Une paire de chercheurs de l'Université de Waterloo au Canada, travaillant avec un collègue de la Scripps Institution of Oceanography aux États-Unis, ont créé un modèle pour visualiser comment l'eau s'écoule dans le bassin sous-glaciaire d'Aurora de l'Antarctique et comment il pourrait s'écouler dans les prochaines décennies. Dans leur article publié dans la revue Communications de la natureAnna-Mireilla Hayden, Tyler Pelle et Christine Dow suggèrent que l'eau coulant sous la glace en Antarctique aujourd'hui ne reflète peut-être pas comment elle pourrait couler à l'avenir.
Au cours des dernières décennies, les scientifiques ont beaucoup appris sur le terrain sous la glace qui couvre l'Antarctique en utilisant un radar pénétrant. Ce faisant, ils ont découvert qu'il y a des plaines, des montagnes et même des rivières et des ruisseaux là-bas, similaires à ceux qui existent sur d'autres continents sans glace. Ils ont également appris que certaines rivières coulant sous la glace se rendent à l'océan, jetant leur contenu dans la mer.
Dans ce nouvel effort, les chercheurs ont cherché à collecter toutes les données possibles entourant le terrain sous la glace ainsi que la plupart de ce que l'on sait des plateaux de glace qui bordent le continent. Ces étagères, notent les chercheurs, se sont avérées ralentir la vitesse des glaciers qui glissent lentement dans la mer.
Il a fallu à l'équipe plus de 11 ans pour collecter toutes leurs données, puis pour l'utiliser pour créer un modèle de ce qu'ils décrivent comme le bassin sous-glaciaire Aurora de l'Antarctique (ASB). Une fois construite, ils ont commencé à l'étudier pour en savoir plus sur l'histoire de l'ASB et son avenir possible.
L'équipe a trouvé beaucoup d'eau se déplaçant sous la glace, qui sert de lubrifiant, permettant à la glace de glisser vers la mer. Ils ont également constaté que lorsque les rivières s'écoulent vers la mer, ils rencontrent des étagères de glace. La vitesse de l'eau alors qu'elle pénètre dans la mer et sa densité entraîne un barattage qui amène l'eau plus chaude d'en bas, faisant fondre la plate-forme de glace d'en bas et créant ce que l'équipe décrit comme des points chauds dans les glaces.
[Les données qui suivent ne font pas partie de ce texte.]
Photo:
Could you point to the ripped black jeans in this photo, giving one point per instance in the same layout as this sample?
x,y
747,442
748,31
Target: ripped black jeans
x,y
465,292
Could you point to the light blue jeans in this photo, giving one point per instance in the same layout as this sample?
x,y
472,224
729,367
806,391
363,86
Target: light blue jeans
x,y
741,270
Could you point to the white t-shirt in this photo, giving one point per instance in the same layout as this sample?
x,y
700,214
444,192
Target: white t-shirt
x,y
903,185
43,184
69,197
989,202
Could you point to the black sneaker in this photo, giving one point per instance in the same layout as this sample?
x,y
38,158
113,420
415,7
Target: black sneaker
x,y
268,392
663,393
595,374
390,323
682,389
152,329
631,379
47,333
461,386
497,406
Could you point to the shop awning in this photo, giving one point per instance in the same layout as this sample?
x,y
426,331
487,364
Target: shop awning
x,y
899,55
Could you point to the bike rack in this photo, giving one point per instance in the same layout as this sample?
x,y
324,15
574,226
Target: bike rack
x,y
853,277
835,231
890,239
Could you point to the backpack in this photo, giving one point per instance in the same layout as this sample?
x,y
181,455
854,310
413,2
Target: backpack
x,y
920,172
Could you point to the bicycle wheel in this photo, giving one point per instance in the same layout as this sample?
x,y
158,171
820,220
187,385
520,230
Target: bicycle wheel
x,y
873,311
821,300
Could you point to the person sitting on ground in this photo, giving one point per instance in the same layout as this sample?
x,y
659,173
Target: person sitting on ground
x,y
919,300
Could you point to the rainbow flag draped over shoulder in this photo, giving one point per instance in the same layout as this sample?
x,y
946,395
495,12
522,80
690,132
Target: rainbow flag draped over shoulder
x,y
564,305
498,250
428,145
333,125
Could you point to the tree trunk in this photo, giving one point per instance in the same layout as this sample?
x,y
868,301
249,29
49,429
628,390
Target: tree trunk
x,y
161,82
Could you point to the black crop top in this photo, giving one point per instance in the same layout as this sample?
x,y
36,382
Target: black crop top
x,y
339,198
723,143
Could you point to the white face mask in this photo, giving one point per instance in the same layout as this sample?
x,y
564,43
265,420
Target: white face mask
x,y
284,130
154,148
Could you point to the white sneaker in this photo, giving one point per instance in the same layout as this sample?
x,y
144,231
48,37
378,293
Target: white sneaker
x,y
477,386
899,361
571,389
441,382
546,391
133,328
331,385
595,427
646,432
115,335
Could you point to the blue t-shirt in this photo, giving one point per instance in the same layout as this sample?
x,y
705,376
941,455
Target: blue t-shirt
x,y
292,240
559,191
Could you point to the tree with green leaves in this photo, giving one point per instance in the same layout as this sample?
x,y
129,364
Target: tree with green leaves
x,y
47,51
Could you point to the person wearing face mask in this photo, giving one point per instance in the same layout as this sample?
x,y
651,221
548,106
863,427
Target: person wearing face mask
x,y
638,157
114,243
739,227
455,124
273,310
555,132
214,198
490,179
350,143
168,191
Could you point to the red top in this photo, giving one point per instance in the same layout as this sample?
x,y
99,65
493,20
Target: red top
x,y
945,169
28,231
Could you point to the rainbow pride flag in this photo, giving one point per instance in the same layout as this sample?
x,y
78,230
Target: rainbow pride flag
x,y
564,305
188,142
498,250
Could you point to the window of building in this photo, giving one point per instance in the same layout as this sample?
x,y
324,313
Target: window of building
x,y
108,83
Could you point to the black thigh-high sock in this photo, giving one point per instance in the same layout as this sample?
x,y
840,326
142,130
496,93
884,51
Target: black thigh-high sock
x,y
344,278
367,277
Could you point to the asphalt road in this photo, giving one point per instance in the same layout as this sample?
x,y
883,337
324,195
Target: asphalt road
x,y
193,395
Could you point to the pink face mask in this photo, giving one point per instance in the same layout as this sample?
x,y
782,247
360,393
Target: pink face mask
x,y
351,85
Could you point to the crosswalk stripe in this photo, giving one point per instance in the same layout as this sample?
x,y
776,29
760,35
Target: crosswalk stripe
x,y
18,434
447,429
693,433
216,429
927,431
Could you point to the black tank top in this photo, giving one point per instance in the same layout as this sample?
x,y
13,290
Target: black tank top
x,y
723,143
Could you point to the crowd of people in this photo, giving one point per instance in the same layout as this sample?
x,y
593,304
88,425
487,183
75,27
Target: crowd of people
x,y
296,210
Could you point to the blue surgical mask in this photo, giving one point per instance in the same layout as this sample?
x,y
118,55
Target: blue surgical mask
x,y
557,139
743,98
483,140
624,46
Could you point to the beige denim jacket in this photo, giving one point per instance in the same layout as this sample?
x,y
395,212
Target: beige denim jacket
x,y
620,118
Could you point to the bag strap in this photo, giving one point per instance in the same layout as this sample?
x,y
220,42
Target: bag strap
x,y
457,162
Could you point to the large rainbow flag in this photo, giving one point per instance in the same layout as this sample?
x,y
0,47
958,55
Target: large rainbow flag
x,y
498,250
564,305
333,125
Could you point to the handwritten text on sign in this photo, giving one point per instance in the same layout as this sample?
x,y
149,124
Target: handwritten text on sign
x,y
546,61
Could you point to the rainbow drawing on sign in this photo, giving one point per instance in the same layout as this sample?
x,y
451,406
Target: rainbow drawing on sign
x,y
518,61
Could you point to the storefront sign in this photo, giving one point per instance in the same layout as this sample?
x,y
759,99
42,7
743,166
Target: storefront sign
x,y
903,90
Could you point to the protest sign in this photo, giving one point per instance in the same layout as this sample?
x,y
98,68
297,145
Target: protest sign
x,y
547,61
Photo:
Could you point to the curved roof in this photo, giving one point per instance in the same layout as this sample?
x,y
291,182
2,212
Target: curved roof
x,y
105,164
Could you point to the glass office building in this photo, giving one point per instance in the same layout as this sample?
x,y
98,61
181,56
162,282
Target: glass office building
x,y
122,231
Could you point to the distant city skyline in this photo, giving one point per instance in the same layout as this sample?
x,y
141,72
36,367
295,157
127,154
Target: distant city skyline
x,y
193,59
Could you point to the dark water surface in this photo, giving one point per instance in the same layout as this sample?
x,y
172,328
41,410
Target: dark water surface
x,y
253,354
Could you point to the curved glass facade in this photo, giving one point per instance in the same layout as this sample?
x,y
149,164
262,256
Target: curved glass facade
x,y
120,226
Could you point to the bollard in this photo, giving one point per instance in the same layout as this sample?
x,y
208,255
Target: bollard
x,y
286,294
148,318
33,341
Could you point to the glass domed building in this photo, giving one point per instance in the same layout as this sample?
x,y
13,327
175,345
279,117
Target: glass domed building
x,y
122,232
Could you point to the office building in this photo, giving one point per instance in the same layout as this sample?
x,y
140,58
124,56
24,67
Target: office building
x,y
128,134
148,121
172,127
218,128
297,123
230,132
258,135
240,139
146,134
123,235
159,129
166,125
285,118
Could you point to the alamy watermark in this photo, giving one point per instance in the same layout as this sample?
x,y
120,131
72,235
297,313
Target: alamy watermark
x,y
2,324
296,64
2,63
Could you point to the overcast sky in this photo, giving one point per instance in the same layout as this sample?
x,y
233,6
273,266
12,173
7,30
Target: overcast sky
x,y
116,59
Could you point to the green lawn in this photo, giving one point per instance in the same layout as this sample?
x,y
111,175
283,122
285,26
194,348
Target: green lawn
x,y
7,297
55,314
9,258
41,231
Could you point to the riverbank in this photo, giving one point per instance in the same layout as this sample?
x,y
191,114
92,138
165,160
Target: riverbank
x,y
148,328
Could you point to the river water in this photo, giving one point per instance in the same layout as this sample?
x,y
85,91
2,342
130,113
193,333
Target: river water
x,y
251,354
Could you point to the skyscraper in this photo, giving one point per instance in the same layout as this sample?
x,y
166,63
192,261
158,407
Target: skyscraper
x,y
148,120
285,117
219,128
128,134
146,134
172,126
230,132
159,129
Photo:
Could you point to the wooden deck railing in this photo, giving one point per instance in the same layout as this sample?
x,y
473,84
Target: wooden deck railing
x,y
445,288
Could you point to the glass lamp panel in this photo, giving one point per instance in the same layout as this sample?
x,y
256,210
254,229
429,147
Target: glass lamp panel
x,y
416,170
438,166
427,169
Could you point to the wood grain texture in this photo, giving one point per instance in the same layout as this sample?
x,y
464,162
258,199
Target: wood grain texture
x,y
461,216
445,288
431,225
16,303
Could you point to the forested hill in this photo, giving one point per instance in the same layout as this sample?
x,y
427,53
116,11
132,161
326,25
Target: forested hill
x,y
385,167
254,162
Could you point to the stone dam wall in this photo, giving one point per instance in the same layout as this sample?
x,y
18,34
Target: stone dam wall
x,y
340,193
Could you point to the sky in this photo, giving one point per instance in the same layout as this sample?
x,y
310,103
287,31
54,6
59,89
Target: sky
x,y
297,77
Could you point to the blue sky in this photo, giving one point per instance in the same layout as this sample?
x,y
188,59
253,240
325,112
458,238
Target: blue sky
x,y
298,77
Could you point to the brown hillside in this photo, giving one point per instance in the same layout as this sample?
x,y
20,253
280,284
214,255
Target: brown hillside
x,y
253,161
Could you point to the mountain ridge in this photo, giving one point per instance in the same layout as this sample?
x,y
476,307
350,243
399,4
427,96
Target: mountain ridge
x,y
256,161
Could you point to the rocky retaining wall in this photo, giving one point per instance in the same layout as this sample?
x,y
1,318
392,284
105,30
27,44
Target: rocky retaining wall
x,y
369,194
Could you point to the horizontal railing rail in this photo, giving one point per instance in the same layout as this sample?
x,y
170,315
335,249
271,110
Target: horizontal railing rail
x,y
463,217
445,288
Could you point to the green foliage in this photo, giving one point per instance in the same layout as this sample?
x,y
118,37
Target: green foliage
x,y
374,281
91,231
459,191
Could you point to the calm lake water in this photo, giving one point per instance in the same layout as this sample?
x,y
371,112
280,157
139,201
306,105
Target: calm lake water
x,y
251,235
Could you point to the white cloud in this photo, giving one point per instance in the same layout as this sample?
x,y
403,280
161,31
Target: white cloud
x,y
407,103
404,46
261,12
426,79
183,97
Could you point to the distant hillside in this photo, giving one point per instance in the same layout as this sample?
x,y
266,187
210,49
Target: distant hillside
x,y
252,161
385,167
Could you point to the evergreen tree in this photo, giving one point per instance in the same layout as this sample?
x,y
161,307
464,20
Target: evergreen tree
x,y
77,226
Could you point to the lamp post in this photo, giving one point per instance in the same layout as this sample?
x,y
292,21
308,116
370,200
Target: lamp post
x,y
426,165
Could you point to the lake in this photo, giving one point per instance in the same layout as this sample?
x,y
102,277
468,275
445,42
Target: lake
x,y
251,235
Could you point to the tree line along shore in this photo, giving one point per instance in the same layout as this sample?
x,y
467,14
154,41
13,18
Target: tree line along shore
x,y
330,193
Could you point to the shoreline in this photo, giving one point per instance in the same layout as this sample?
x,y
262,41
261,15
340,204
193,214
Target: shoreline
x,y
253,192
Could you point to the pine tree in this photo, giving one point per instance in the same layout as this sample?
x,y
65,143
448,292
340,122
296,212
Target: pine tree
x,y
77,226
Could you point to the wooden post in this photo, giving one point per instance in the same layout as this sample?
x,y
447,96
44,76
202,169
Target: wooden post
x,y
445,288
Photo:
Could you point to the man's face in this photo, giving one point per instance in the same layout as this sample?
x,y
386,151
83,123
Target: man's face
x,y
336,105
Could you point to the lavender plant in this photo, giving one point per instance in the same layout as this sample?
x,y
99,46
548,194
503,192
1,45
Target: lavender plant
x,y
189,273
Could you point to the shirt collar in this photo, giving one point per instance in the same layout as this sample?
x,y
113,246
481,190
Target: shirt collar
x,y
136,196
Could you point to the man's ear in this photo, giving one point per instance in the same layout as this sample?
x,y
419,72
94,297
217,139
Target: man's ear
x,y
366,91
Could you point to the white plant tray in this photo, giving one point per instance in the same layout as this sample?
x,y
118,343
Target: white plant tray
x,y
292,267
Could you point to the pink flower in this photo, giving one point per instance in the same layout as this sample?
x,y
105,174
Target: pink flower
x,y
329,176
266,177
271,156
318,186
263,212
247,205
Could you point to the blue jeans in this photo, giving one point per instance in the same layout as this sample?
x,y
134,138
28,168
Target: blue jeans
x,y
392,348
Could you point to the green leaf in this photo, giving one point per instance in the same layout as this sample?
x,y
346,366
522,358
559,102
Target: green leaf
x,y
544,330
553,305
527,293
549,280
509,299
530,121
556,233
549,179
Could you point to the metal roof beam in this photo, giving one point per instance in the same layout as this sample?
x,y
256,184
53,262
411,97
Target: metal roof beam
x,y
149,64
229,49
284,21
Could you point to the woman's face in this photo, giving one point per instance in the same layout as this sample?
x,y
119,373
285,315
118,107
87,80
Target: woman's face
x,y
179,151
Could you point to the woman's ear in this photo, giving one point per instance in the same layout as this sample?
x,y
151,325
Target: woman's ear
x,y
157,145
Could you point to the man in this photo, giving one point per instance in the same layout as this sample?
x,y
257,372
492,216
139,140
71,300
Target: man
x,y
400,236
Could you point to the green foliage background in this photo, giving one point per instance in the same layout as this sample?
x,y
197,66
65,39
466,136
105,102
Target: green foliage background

En regardant vers l'avenir, ils ont constaté que plus d'eau coulerait vers la mer en raison du réchauffement climatique, accélérant probablement le débit des glaciers et augmentant le taux de fusion dans les points chauds de la plate-forme. Une estimation du modèle a montré de l'eau sous le glacier Totten, comme un seul exemple, transportant cinq fois plus d'eau d'ici 2100.
De tels effets, ont montré le modèle, pourraient augmenter l'amincissement de glace jusqu'à 20 à 50% dans une grande partie des étagères de glace. Les modèles ont également montré qu'une telle augmentation du débit d'eau est susceptible de provoquer des modifications de l'ASB dans son ensemble, ce qui rend difficile de prédire exactement à quelle vitesse les calottes glaciaires et, potentiellement, la glace couvrant le continent se fondera.